At the age of eleven, Mel Smith’s life found its purpose when she met Sarah Ross. Ten years later, Sarah’s sudden death threatens to break her. To fulfill a final promise to her best friend, Mel travels to an idyllic small town nestled in the shadows of the Appalachian Mountains. Yet Morgan’s Gap is more than a land of morning mists and deep forest shadows.

There are secrets that call to Mel, in the gaze of the gnarled and knowing woman everyone calls Granny, in a salvaged remedy book filled with the magic of simple mountain traditions, and in the connection, she feels to the Ross homestead and the wilderness around it.

With every taste of sweet honey and tart blackberries, the wildwood twines further into Mel’s broken heart. But a threat lingers in the woods—one that may have something to do with Sarah's untimely death and that has now set its sight on Mel.

The wildwood is whispering. It has secrets to reveal—if you’re willing to listen…


This one didn’t quite live up to what I was hoping for when I read it. It reminded me of Where the Crawdads Sing in a lot of ways – another book that ultimately disappointed me (a lot).

I enjoy magical realism, so I was hoping for something like Alice Hoffman or Sarah Addison Allen. There were some similarities to those two authors, and some really beautiful writing about Morgan’s Gap and the wildwood and the wisewomen who live and do a bit of magic there. The main character’s mouse friend, Charm, I found completely, um, charming. I loved all of the animal magic in the book.

However, I struggled a lot with the heavy-handed villainy of the Sect and the Mayor of Morgan’s Gap. I felt like the author really didn’t know what she was doing in terms of handling the mystery subplot, and, as well, it was utterly preposterous that Reverend Moon would have the kind of power that was implied (view spoiler). It wasn’t his level of evil that was difficult for me to swallow, because history is replete with cult leaders who rape and abuse women, it was the completely in-your-face way of going about it.

The climactic scene of the book which takes place as a final confrontation between “good” wildwood and “bad” cult felt utterly preposterous. The magic really didn’t work for me. I don’t quite know why that was, if it was just that the author threw a bunch of hedge-witchery together without enough undergirding, or what.

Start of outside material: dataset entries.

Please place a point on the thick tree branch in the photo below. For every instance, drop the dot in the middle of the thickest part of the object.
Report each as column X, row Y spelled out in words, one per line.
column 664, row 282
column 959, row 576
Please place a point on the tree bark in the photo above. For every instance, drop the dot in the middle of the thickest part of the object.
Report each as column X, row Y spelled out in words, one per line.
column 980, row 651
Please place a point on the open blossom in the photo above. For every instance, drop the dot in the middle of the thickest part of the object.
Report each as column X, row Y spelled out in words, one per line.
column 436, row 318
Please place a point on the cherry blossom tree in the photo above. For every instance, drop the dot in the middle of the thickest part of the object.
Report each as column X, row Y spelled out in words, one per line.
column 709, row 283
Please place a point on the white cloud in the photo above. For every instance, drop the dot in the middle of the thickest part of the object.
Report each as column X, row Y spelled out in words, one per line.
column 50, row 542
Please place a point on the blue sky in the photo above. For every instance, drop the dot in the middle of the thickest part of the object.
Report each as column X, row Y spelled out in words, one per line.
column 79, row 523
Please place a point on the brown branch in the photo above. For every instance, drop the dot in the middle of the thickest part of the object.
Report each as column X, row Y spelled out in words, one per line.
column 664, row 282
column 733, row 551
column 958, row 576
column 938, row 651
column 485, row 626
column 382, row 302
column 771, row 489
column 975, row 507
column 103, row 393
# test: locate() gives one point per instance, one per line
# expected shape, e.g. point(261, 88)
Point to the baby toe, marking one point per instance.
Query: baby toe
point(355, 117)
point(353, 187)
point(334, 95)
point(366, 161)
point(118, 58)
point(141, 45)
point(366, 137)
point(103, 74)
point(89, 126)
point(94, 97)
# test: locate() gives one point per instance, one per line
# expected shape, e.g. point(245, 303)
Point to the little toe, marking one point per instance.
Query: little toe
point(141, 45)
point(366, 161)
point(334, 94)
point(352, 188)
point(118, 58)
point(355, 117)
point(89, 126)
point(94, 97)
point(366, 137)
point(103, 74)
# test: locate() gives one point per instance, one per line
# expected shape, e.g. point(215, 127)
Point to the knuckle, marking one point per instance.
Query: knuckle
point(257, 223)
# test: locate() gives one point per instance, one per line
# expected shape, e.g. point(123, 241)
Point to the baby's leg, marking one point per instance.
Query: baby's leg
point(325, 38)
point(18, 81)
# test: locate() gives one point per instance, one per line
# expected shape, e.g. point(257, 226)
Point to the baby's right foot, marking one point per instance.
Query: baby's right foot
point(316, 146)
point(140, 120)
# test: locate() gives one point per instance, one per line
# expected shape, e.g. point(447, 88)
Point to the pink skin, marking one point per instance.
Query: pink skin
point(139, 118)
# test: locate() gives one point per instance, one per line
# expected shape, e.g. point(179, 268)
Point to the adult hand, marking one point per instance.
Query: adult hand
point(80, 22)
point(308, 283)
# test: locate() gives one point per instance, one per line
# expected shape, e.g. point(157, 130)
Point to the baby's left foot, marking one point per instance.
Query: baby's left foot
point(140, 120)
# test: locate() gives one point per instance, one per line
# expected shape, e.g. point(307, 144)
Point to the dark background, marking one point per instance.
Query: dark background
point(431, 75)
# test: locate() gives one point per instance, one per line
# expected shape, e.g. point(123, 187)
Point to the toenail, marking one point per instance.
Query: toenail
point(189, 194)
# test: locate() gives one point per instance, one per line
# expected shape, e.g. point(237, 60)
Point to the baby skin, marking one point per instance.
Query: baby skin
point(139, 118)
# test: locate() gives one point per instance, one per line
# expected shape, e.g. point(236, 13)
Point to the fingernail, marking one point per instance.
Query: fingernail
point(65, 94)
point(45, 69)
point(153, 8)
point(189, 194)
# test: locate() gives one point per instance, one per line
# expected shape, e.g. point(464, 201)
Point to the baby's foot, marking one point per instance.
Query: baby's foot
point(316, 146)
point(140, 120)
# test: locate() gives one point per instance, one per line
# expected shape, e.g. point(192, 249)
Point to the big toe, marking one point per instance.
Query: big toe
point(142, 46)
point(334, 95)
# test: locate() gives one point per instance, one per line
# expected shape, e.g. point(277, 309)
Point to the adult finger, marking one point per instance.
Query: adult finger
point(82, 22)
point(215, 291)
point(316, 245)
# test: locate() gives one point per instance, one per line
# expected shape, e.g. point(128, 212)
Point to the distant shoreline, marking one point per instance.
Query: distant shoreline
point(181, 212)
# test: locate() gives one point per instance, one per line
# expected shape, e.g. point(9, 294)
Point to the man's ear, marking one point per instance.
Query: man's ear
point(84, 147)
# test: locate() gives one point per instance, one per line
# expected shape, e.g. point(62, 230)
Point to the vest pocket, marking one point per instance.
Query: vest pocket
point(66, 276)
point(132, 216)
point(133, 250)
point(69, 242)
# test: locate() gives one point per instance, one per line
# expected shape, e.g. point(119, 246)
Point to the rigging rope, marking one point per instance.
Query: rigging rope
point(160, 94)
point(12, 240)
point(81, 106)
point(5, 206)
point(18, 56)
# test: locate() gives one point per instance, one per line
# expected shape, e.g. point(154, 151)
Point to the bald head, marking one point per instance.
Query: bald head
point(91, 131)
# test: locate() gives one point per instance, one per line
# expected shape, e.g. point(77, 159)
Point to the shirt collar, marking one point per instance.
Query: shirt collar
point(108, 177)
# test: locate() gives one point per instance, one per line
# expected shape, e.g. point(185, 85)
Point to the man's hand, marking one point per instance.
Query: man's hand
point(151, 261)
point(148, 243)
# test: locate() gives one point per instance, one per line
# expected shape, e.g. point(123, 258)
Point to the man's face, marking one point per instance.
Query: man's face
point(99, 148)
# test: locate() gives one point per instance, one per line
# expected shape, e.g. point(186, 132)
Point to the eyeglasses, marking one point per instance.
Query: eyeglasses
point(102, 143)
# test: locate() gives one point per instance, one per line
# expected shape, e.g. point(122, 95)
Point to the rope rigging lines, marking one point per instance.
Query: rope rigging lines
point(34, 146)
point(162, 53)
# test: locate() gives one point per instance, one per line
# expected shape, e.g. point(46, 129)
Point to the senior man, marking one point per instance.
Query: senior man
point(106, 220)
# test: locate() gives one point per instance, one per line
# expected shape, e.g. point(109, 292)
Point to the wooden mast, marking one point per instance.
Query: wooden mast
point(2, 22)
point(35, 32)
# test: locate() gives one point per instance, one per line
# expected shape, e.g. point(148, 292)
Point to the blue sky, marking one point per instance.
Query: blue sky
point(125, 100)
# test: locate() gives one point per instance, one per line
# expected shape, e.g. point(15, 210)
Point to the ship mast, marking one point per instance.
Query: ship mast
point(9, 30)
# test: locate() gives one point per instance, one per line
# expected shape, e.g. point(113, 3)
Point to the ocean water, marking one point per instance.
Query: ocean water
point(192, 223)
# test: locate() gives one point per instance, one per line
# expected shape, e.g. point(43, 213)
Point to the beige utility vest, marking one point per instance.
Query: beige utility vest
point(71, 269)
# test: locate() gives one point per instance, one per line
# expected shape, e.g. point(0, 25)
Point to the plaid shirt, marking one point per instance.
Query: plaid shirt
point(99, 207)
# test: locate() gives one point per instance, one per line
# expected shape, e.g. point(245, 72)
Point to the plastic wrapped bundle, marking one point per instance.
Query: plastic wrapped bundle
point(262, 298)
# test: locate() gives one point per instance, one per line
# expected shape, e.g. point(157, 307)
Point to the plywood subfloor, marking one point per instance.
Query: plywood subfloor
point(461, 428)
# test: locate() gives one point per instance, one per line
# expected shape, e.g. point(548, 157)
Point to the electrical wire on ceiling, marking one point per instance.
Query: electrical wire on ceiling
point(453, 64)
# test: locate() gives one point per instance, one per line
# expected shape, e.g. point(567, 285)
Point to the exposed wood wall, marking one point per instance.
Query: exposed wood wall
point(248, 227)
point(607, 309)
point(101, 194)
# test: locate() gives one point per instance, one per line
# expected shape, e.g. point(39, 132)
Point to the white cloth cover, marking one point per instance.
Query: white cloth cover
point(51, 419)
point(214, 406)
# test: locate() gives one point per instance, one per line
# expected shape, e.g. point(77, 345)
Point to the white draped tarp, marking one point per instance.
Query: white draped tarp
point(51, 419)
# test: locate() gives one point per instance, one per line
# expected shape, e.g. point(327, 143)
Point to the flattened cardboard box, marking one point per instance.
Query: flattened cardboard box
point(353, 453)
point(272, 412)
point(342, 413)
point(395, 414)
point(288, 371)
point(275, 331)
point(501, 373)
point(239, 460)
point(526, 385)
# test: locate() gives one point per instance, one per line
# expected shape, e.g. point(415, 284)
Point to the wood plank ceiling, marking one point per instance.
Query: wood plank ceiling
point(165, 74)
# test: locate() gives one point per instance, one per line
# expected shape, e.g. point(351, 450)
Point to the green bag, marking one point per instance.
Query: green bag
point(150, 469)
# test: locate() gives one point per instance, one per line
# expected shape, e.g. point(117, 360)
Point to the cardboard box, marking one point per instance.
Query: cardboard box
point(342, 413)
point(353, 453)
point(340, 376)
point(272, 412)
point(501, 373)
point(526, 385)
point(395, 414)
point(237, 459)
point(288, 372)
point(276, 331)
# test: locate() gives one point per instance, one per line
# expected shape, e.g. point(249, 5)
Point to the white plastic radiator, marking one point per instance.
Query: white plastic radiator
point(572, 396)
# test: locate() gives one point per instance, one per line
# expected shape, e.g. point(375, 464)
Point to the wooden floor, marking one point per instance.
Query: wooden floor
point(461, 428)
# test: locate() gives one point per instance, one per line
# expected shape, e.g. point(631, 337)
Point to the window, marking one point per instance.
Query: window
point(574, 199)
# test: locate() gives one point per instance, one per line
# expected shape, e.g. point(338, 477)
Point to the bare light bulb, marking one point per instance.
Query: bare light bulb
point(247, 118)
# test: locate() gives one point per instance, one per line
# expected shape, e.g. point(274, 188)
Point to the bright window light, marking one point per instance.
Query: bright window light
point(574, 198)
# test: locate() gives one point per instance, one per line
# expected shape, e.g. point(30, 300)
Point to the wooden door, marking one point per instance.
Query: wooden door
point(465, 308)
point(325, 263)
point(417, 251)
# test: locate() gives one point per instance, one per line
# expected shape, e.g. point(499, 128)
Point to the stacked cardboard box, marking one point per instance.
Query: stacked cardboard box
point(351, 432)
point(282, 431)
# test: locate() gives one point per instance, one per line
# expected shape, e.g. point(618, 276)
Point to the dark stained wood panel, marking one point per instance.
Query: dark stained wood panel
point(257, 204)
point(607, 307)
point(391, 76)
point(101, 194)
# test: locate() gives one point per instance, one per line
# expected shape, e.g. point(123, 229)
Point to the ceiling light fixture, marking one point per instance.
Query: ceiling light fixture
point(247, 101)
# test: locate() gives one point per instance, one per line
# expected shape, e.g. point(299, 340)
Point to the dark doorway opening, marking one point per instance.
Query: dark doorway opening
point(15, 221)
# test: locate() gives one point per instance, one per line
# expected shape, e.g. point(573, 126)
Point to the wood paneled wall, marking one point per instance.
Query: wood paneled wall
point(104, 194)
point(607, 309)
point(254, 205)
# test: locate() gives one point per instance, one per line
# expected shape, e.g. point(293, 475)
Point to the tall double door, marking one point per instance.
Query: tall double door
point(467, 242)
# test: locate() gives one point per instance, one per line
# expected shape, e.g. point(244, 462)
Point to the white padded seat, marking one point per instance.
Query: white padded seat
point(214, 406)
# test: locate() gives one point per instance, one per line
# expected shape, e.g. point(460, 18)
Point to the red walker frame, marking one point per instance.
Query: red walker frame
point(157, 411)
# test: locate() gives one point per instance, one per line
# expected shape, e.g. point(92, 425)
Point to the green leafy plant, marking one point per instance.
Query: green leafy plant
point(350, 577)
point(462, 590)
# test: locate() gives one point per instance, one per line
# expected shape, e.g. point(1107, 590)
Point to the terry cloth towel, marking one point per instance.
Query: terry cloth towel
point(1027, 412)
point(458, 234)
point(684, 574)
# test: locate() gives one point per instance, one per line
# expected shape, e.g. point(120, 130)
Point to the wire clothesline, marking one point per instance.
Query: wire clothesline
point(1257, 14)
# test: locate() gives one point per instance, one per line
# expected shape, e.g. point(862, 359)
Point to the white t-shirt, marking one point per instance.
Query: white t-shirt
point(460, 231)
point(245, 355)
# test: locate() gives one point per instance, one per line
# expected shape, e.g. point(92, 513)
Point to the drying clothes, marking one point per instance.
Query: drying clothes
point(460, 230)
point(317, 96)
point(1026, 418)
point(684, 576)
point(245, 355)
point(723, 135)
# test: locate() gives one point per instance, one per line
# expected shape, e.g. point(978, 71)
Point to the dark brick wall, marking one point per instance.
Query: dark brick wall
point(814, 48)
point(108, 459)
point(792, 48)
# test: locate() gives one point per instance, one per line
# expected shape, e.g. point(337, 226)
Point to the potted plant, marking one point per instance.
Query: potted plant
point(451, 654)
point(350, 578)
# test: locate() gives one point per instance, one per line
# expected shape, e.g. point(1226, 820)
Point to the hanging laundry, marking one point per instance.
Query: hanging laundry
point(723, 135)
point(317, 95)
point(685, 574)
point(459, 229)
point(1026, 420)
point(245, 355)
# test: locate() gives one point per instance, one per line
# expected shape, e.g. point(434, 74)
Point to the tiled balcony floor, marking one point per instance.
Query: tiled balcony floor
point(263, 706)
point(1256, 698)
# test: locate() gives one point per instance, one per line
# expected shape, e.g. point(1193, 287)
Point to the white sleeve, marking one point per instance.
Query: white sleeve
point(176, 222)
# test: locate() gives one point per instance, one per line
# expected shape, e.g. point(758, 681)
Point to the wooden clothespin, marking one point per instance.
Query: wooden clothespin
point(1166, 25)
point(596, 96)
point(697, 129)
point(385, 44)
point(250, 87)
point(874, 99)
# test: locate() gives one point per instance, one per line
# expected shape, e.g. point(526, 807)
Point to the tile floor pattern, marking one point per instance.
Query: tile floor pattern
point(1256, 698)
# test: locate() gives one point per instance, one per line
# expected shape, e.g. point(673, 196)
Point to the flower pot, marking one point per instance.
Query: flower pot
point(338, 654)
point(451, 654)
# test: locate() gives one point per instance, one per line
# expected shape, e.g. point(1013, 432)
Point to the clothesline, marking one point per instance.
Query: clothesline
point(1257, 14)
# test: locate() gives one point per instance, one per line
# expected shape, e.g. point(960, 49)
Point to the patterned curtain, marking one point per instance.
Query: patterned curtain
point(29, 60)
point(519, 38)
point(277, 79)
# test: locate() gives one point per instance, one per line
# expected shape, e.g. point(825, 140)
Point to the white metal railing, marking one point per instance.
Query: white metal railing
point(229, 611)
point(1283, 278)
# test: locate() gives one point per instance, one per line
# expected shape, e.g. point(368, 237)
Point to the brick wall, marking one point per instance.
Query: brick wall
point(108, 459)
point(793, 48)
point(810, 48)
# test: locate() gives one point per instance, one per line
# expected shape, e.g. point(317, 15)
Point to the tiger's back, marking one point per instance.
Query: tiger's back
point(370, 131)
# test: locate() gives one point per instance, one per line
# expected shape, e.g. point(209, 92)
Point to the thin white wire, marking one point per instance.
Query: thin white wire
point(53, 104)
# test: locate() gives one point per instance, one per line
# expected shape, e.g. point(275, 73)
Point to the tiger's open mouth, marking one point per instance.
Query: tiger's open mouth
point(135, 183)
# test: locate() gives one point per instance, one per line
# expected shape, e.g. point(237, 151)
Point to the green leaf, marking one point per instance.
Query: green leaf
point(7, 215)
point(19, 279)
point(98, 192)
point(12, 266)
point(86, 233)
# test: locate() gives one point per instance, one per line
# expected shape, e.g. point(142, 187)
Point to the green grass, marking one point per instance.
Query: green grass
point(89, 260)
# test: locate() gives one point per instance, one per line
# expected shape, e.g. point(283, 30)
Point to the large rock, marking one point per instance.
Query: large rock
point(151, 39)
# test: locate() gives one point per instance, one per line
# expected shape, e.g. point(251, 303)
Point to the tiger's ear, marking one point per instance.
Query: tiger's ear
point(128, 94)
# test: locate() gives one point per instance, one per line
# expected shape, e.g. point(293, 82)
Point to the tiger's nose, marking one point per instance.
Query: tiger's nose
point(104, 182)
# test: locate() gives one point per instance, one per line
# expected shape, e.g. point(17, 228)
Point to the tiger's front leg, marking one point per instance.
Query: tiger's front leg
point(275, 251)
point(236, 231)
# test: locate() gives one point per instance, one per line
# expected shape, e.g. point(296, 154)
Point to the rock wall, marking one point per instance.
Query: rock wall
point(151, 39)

It sort of felt like two books (this is why I am comparing it to the Crawdad book). One, a magical realism tale about a community in Appalachia where connection to the natural world brings a sort of a witchery to the women practicing it, I really liked; the second, a poorly done murder mystery, didn’t work for me. I wonder, a bit, if the author felt she had to put the mystery into the book in order to make it commercially viable – if that’s the case, I would encourage her to trust her own voice because the places that I feel like I was hearing from her were great – it was the stuff that felt like tacked on suspense that didn’t really work for me.